Provinz und $oho Bani treten die Tür ein, damit du merkst: „Draußen ist Krieg“
Da sind wir wieder auf dem Schlachtfeld des politischen Popsongs. Die geliebte und gehasste Königsklasse. So ein Song kann groß werden. Oder aber belehrendes Wedeln mit dem Zeigefinger. Man kann einen Nerv treffen, aufputschen. Oder aber Slogans bellen, die nur die eigene Zielgruppe feiert.
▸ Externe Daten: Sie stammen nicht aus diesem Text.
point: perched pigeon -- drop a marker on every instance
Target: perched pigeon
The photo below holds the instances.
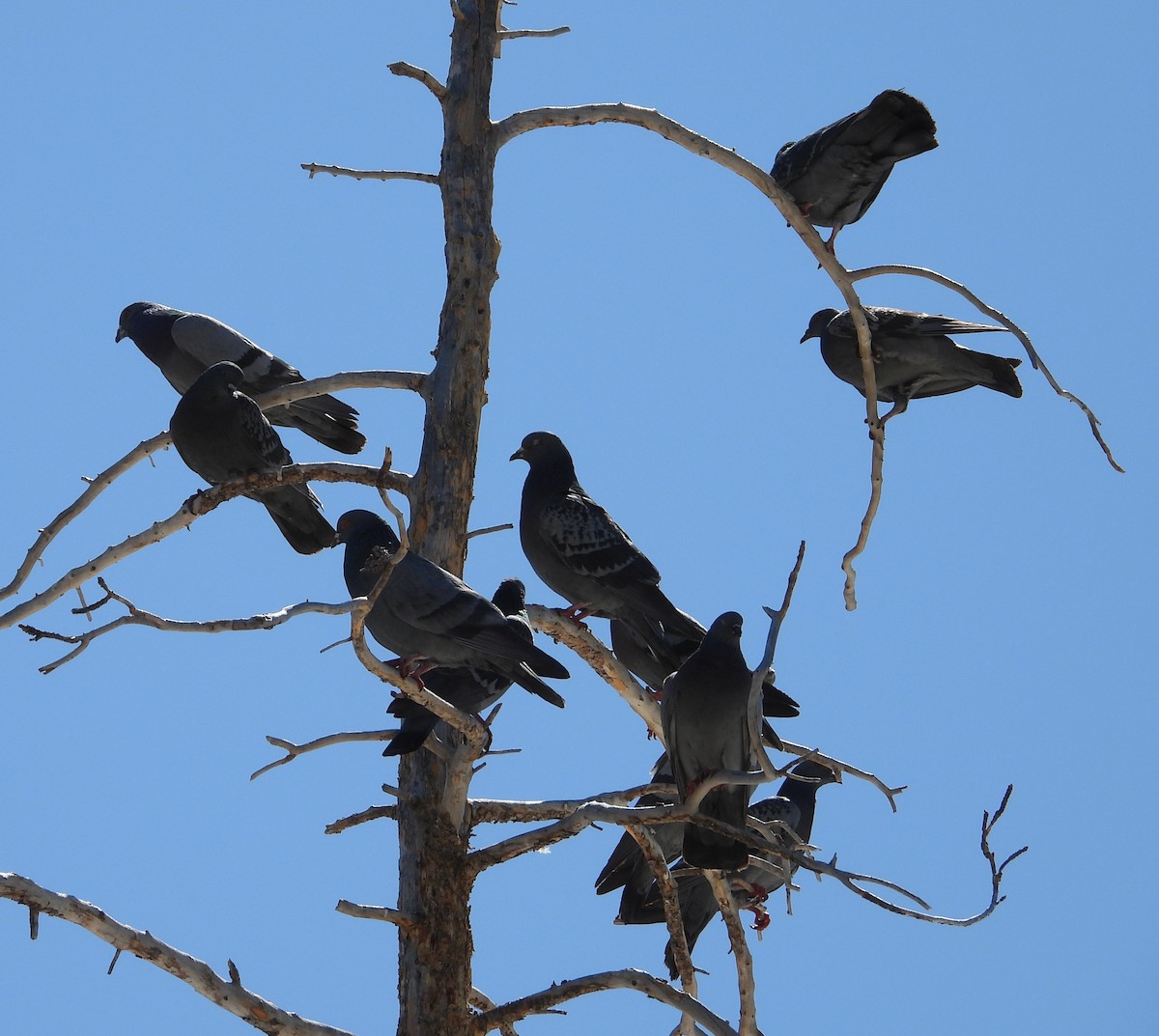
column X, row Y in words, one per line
column 583, row 555
column 636, row 656
column 184, row 345
column 705, row 714
column 627, row 867
column 913, row 354
column 835, row 173
column 221, row 434
column 469, row 689
column 426, row 612
column 794, row 805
Provinz gehen mit „Draußen ist Krieg“ ihren eigenen Weg. Mit viel gutem Pathos und Pop-Wucht geben sie nicht die besserwissenden Klugscheißer, sondern suchen Worte für ein Gefühl der Hilflosigkeit, das wir alle kennen. Perfekter Featuregast dafür ist $oho Bani, der eine ähnliche Dringlichkeit in der Stimme hat wie Vincent Waizenegger.
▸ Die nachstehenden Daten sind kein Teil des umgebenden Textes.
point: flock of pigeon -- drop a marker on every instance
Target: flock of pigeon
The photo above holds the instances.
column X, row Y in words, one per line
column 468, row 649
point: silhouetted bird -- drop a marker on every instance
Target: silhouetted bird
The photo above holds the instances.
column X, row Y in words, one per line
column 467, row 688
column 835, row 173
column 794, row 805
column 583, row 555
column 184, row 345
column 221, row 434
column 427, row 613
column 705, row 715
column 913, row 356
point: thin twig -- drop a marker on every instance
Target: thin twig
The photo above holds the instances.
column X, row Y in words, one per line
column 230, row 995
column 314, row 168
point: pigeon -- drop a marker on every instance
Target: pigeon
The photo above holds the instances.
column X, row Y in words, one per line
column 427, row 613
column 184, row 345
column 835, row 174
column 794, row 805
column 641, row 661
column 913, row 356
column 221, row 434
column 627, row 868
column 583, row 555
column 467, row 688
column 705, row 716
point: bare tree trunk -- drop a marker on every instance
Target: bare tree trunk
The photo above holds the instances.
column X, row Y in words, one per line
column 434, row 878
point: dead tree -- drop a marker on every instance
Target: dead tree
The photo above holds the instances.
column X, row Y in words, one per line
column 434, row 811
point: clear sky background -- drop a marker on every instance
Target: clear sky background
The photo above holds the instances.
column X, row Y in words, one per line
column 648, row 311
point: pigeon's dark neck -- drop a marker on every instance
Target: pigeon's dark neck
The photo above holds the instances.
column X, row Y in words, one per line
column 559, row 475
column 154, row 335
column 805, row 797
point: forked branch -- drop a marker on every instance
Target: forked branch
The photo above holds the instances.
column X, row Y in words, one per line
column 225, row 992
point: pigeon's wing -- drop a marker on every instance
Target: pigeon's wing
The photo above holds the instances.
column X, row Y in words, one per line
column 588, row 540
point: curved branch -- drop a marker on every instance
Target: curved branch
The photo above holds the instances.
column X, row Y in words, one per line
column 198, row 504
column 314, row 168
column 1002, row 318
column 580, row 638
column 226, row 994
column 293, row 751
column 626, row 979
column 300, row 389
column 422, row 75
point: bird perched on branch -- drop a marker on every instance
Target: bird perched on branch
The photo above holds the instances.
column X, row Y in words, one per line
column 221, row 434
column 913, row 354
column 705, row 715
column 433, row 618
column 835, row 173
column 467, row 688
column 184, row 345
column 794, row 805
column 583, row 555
Der singt gleich zu Beginn im ersten Chorus: „Draußen ist Krieg / Du schließt die Augen, bis du gar nichts mehr siehst / Träumst du vom Paradies? / Wenn der Hass seine Grenzen verschiebt?“ Später, in der Strophe, heißt es: „Und keiner kämpft mehr gegen Lügen / Jeder braucht Urlaub für die Seele / Hörst du die Nachrichten schreien? / Der Kalte Krieg längst wieder heiß.“ $oho Bani gesteht später, dass er die Welt mit Musik ausblendet. „Spiel ‚Mr. Brightside‘, mir egal, wie laut du schreist“, heißt es an einer Stelle. Mahnende Worte gibt es aber auch: „Kopf in Wolken, Kopf in Sand / So hat es schon mal angefangen.“
Eine Welt dir brennt
„Draußen ist Krieg“ dürfte vielen aus der Seele sprechen. Dieses Gefühl, dass die Welt an allen Ecken und Enden brennt. Die Feststellung, dass alle schreien und keiner mehr zuhört. Die Erkenntnis, dass es Leute gibt, die auf Wahrheit und Fakten scheißen und mit Hass, Unzufriedenheit und Nach-unten-Treten aufwiegeln, damit wir uns irgendwann an die Gurgel gehen. Wer will sich da nicht verkriechen und das Lieblingslied hören, bis einem die Augen zufallen. Oder sich im TikTok-Algorithmus verlieren. Aber das macht die Sache eben nur temporär besser. Weil die Arschlöcher da draußen weiter für ihren Krieg trommeln.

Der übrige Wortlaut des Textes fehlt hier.